The Cisplatina Province (literally, Province of this side of the Rio de la Plata from the Brazilian perspective, c.f. Cisalpine) was a Portuguese and later a Brazilian province in existence from 1815 to 1828. The province was formed after the Portuguese captured and subsequently annexed the territory of the Banda Oriental, which today forms the independent nation of Uruguay.

The Banda Oriental had always been a sparsely populated contested border-area between the Spanish and Portuguese Colonial Empires. In the First Treaty of San Ildefonso in 1777 the control of the area was given to Spain.

In 1811, José Gervasio Artigas, who became Uruguay's national hero, launched a successful revolt against Spain, defeating them on May 18 in the Battle of Las Piedras. In 1814 he formed the Liga Federal (Federal League) of which he was declared Protector.

The constant growth of influence and prestige of the Federal League frightened Portugal (because of its republicanism), and in August, 1816 they invaded the Eastern Province, with the intention of destroying the protector and his revolution. The Portuguese forces, thanks to their numerical and material superiority, occupied Montevideo on January 20, 1817, and finally after a struggle for three years in the countryside, defeated Artigas in the Battle of Tacuarembó.

In 1821, the Provincia Oriental del Río de la Plata (present-day Uruguay), was annexed by Brazil under the name of Província Cisplatina. Brazil justified the incorporation of the province through the general acclamation of an Assembly of “Eastern notables” on July 18, 1821.

The borders of Cisplatina were: on the east the Atlantic Ocean, on the south the Rio de la Plata, on the west the Uruguay River and on the north the Cuareim river until la Cuchilla de Santa Ana. This means that territories traditionally belonging to the Banda Oriental had been annexed to the jurisdiction of Rio Grande do Sul.

The Latin prefix cis, meaning on this side, suggests that the United Kingdom of Portugal, Brazil and the Algarves, had plans to also annex the present Argentine territory as the Transplatina Province, basing themselves on the hereditary rights of Charlotte of Spain.

Brazil became an independent nation in 1822. On September 15, 1823, the envoy of the Argentine president Bernardino Rivadavia, Valentín Gómez, wrote in Rio de Janeiro a memorandum in which it was stated that at no moment the Eastern Province had stopped belonging to the territory of the United Provinces of the Río de la Plata, present-day Argentina. Gómez received this answer:

"The incorporation of the Cisplatina Province into the Empire is an act of the free will of all its inhabitants, and Brazil, by the sacrifices it has done, is resolute to defend that territory, not allowing that the opinion with respect to the incorporation from that State to the United Provinces is raised again. (...) the Government of H.I.M. [His Imperial Majesty] (...) cannot enter with the one of Buenos Aires in negotiations that have as fundamental base the cession of the Cisplatino State, whose inhabitants do not have to leave".

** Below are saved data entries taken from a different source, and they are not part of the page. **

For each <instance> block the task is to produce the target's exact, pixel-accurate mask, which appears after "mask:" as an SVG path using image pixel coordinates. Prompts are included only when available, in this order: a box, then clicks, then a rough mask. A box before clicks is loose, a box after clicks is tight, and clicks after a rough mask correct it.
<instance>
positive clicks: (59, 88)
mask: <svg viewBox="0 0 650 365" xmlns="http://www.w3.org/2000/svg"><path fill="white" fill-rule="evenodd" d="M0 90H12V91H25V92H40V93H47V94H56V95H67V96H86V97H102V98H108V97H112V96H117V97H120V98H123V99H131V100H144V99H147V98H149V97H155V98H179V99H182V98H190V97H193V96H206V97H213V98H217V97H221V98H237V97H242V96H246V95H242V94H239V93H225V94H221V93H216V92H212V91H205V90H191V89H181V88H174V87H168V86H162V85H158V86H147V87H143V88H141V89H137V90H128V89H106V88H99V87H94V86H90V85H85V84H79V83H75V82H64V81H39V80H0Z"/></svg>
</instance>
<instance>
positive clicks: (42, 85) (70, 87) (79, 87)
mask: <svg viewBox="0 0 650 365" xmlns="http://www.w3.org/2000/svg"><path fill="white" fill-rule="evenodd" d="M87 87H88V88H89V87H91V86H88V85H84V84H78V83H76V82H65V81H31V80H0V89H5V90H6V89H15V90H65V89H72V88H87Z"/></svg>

As a reaction a group of Uruguayan nobles, the Thirty-Three Orientals led by Juan Antonio Lavalleja declared independence on August 25, 1825 supported by the United Provinces of the Río de la Plata.

This led to the 500-day Argentina-Brazil War. Despite the Argentine victory in the battle of Ituzaingó, neither side gained the upper hand, and in 1828 the Treaty of Montevideo, fostered by the United Kingdom, gave birth to Uruguay as an independent state, and - more importantly to planned British goals - established the international status of the Rio de la Plata, so that international commerce was easier to accomplish.